In the dim light of the cabin, she is just about as gorgeous as I’ve ever seen. It’s actually painful looking at her, she’s that hot.
“Wow.”
“Your turn, Nick,” she says, her voice low and silky, bristling with need.
From there, I have to say, she finds a way for me to let go of the past, if only long enough to chase away some of the hesitation I’ve been carrying around like a security blanket these last couple of years. And for that, maybe I felt something I haven’t felt in years. Perhaps a sense of self-wo
rth. The idea that maybe I can let go. Find love again.
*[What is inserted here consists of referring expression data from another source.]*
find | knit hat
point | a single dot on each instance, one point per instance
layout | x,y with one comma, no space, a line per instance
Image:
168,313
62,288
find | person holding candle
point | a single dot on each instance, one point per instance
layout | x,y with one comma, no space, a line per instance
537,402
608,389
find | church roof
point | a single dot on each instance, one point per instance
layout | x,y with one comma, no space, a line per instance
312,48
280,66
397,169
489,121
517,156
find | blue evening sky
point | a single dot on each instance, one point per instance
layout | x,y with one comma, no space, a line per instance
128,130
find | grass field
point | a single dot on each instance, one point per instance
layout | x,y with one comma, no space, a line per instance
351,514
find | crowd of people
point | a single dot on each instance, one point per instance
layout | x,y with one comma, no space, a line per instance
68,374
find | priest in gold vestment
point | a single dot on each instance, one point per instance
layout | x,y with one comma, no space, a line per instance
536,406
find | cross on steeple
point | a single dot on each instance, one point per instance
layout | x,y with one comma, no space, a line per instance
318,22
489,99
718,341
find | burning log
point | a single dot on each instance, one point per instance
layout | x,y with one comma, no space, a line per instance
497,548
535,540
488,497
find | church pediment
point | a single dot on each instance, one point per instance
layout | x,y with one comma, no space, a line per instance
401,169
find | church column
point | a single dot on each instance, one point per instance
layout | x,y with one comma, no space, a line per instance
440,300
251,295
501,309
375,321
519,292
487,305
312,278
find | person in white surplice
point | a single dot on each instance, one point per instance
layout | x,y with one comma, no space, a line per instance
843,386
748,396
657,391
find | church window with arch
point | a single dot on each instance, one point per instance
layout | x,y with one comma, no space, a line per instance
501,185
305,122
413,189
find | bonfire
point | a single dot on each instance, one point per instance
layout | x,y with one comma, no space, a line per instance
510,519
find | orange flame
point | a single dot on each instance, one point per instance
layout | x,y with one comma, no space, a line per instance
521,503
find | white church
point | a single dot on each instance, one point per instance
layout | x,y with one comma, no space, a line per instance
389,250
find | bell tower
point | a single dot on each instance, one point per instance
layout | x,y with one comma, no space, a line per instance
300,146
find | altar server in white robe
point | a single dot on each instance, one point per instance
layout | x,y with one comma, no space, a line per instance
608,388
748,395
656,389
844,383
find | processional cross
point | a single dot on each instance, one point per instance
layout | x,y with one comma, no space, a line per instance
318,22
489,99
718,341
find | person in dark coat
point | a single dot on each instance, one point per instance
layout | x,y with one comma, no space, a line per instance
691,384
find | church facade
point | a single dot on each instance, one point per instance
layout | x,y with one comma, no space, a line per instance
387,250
I know it’s cliché to say I found God in the flesh of a woman, but isn’t that what this kind of thing is about? Aren’t we meant to feel the euphoria of what could very well be first love? If we are all made in God’s image, then I would imagine Him wanting more for me than a life of self-deprecation and anxiety. Maybe I need something more than this depression, or isolation, or fear of affection.
Maybe I deserve…this.
When we’re done, we lay there, spent, our breath coming fast, our eyes on each other. I start to smile, then laugh and she’s like, “You needed that.”
“Yeah, I guess I did.”
We lay in bed for the next hour, undressed, unshowered, halfway unaware of the insanity brewing outside. That’s when she gets really serious and says, “I’m afraid, Nick.”
“I am, too,” I say.
“Do you think Marcus is alive?”
“I don’t know. That guy’s a block of steel though, and just pissy enough to either bulldoze an entire city barehanded or get himself killed.”
“I was thinking the same thing.”
“You think he’s all there?” she asks. Tapping her temple, she says, “Upstairs, I mean.”
“Are any of us at this point?”
A sad smile creeps on her face and it reminds me of Margot, how when she knew something was really bad, or out of our control, this same forlorn look would escape her. It is this look that somehow reaches the deeper parts of me.
I shelve thoughts of Margot.
Instead, I just listen, and I study the landscape of her face. Her skin is so young and unblemished (except for a smattering of superficial wounds), her eyes so full of life in spite of our dire circumstances. My eyes moving down her face, there are faint horizontal lines in her neck, soft lines that make me want to kiss her again.
A flash of our past slips into my mind, uninvited: her throat, my throat. Darkness shrouds the moment as I’m haunted by memories of Clinton’s belt, wrapping around my neck, squeezing, squeezing, squeezing.
I touch my neck where The Warden got me. He’d drowned me in a sea of darkness and then he threw me in a cage with those animals. The memory of it weakens me.